Она прижалась щекой к его груди и попыталась приласкать его.

 Я теперь, наконец, знаю, кто ты для меня,  сказала она.

 Не надо,  мягко попросил он.  У нас совсем уже нет времени.

 Но почему ты не хочешь услышать, кто ты для меня?  подняла она голову и посмотрела на него.

Он молчал, ожидая, что она скажет.

 Я хочу от тебя ребенка,  тихо, но решительно произнесла она.  Вот кто ты для меня! Мне никогда еще в жизни этого не хотелось. Я даже не знаю, что это такое  быть женой, быть матерью, иметь свой дом, не лгать, не притворяться, не думать о том, что тебя в любую минуту могут раскрыть, разоблачить, истерзать и запытать до смерти. И только если очень повезет, всадят в голову несколько пуль Но ведь это так некрасиво  женщина с дырками в голове! Еще немного, и я сломаюсь. Я сыта вашей мужской жизнью. Устала от ваших игр в жизнь и смерть  от игр, которые придумали вы, мужчины, и меня затолкали в эту мясорубку Поэтому я хочу уйти до окончания спектакля. Кто хочет, пусть досматривает пьесу без меня.

Он все еще молчал, нежно поглаживая ее по коротким волосам, удивительно мягким, словно китайский шелк, и удивительного цвета  платинового. Таких он никогда в своей жизни не видел.

 Что молчишь, комиссар? Чего ты испугался, твердокаменный большевик? Признайся: меня испугался, моих слов!

 Мне больше нравится слушать тебя, а не говорить,  произнёс он.

В темноте её груди матово отсвечивали, словно две фарфоровые получаши, и мерцали глаза и зубы.

 Да  я начну свою новую, человеческую, а не шпионскую жизнь с того, что рожу ребенка. И хочу получить гарантию, что он у меня будет! Немедленно хочу получить!  упрямо повторила она.  Готовься к бою!

Он мягко прижал палец к ее губам и осторожно попытался освободиться.

 Чаечка,  как можно нежнее сказал он.  Боюсь, что это жестоко  приводить сейчас в наш мир беззащитного человечка. Он должен жить для радости. А на его долю выпадет горе, такие испытания, с которыми и не каждый взрослый может справиться Лучше вообще пока не давать никому новую жизнь, чтобы она не оказалась хуже смерти Но я надеюсь  нет!  я абсолютно и бесповоротно уверен, что через два-три года все изменится.
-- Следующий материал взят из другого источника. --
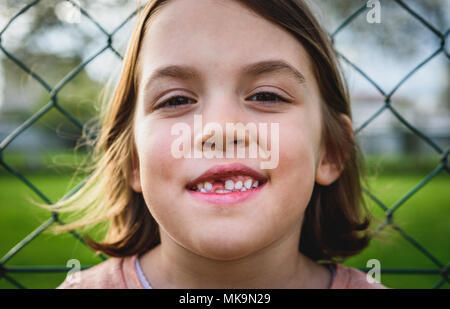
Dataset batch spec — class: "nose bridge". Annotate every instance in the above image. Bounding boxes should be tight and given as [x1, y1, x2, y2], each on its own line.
[195, 87, 248, 152]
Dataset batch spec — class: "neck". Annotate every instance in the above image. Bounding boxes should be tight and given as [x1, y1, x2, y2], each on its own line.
[140, 219, 328, 289]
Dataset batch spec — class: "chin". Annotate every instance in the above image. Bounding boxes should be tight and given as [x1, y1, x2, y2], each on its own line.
[190, 229, 264, 261]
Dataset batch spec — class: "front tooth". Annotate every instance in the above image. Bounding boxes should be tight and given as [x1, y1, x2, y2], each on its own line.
[225, 179, 234, 190]
[205, 181, 212, 191]
[234, 180, 242, 190]
[244, 179, 252, 189]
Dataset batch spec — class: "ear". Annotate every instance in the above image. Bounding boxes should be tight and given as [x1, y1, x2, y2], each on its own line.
[315, 115, 354, 186]
[128, 151, 142, 192]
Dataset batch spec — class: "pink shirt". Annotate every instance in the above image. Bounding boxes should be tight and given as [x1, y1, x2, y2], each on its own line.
[57, 255, 386, 289]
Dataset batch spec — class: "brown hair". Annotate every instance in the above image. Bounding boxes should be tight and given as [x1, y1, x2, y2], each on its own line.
[49, 0, 370, 260]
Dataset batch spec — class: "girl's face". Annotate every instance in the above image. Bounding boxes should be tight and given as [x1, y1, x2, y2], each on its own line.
[131, 0, 340, 260]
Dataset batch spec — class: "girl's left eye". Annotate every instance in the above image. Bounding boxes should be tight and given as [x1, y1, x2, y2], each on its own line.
[249, 92, 289, 104]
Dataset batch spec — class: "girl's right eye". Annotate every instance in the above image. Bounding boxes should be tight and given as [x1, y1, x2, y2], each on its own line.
[155, 96, 195, 109]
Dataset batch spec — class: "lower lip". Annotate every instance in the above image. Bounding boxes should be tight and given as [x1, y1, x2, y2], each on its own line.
[188, 182, 267, 205]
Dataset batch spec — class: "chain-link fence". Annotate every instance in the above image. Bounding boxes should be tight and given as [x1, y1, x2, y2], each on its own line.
[0, 0, 450, 288]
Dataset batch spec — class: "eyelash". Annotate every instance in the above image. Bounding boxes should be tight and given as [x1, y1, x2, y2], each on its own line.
[155, 91, 290, 109]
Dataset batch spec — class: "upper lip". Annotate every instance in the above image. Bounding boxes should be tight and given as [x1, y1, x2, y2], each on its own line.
[187, 163, 267, 187]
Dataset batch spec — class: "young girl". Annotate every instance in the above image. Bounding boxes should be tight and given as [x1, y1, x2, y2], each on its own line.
[58, 0, 384, 289]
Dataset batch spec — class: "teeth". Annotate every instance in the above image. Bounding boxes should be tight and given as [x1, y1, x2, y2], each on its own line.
[244, 179, 253, 189]
[234, 180, 242, 190]
[192, 178, 259, 193]
[225, 179, 234, 191]
[205, 181, 212, 191]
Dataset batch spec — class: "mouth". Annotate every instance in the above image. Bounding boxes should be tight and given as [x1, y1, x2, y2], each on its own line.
[186, 163, 268, 194]
[186, 163, 268, 204]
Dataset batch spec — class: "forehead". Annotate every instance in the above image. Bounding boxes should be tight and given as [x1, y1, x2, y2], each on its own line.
[140, 0, 311, 80]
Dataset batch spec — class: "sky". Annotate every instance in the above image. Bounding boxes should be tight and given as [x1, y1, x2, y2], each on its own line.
[0, 0, 450, 131]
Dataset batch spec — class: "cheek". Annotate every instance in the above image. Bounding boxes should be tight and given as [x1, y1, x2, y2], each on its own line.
[272, 118, 315, 211]
[136, 125, 180, 205]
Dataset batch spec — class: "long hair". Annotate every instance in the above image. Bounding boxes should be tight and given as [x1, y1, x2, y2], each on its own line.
[50, 0, 370, 261]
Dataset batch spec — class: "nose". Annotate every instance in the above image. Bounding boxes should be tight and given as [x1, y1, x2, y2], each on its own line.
[194, 95, 251, 158]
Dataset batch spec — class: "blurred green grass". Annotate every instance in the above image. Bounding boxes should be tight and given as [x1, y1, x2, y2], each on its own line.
[0, 152, 450, 288]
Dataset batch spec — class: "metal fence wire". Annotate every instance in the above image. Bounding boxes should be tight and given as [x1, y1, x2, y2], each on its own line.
[0, 0, 450, 288]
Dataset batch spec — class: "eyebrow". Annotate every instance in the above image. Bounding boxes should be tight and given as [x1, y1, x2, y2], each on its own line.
[144, 60, 306, 89]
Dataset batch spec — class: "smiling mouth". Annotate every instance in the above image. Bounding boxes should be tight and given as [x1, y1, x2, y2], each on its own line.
[187, 175, 267, 194]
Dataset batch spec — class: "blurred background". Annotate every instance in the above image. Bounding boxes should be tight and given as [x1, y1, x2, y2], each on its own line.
[0, 0, 450, 288]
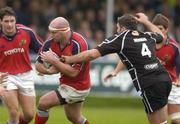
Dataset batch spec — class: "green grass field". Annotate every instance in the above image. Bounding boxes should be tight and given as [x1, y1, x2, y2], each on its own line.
[0, 97, 148, 124]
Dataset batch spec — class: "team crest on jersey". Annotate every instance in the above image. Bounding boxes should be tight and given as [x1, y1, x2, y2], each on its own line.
[19, 39, 26, 46]
[163, 54, 171, 62]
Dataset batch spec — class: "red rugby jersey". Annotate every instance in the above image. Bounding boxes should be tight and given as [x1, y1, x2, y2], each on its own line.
[38, 32, 90, 90]
[156, 38, 179, 82]
[0, 25, 42, 74]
И нам нужно дождаться перемен. Они обязательно наступят, ведь для этого мы здесь с тобой. Иначе в том, что мы сейчас с тобой делаем, нет смысла. Ничего более худшего не знаю и представить себе не могу, нежели никчемушное, бессмысленное существование Милая, мы дождемся других, более счастливых времен  я обещаю тебе, я клянусь тебе, я все сделаю, чтобы они наступили

Его слова неожиданно вызвали в ней вспышку раздражения.

 Лучше бы промолчал! Вы, большевики, известные соблазнители доверчивых душ  как я могла забыть! Совсем потеряла бдительность! А ведь еще несколько секунд назад мне показалось, что ты  живой человек! А ты, оказывается, не человек, а пропагандистская машина. Хоть бы пожалел меня, не давил своей пропагандой!.. Я же тебе только что сказала  всё! Я ушла от вашей мужской жизни. Хочу немедленно уйти!

Яковлев вздохнул и покачал головой.

 Это не так быстро получится,  мягко возразил он.  И ты лучше меня знаешь, что я прав. Все будет у нас, но не так скоро, как мы хотим.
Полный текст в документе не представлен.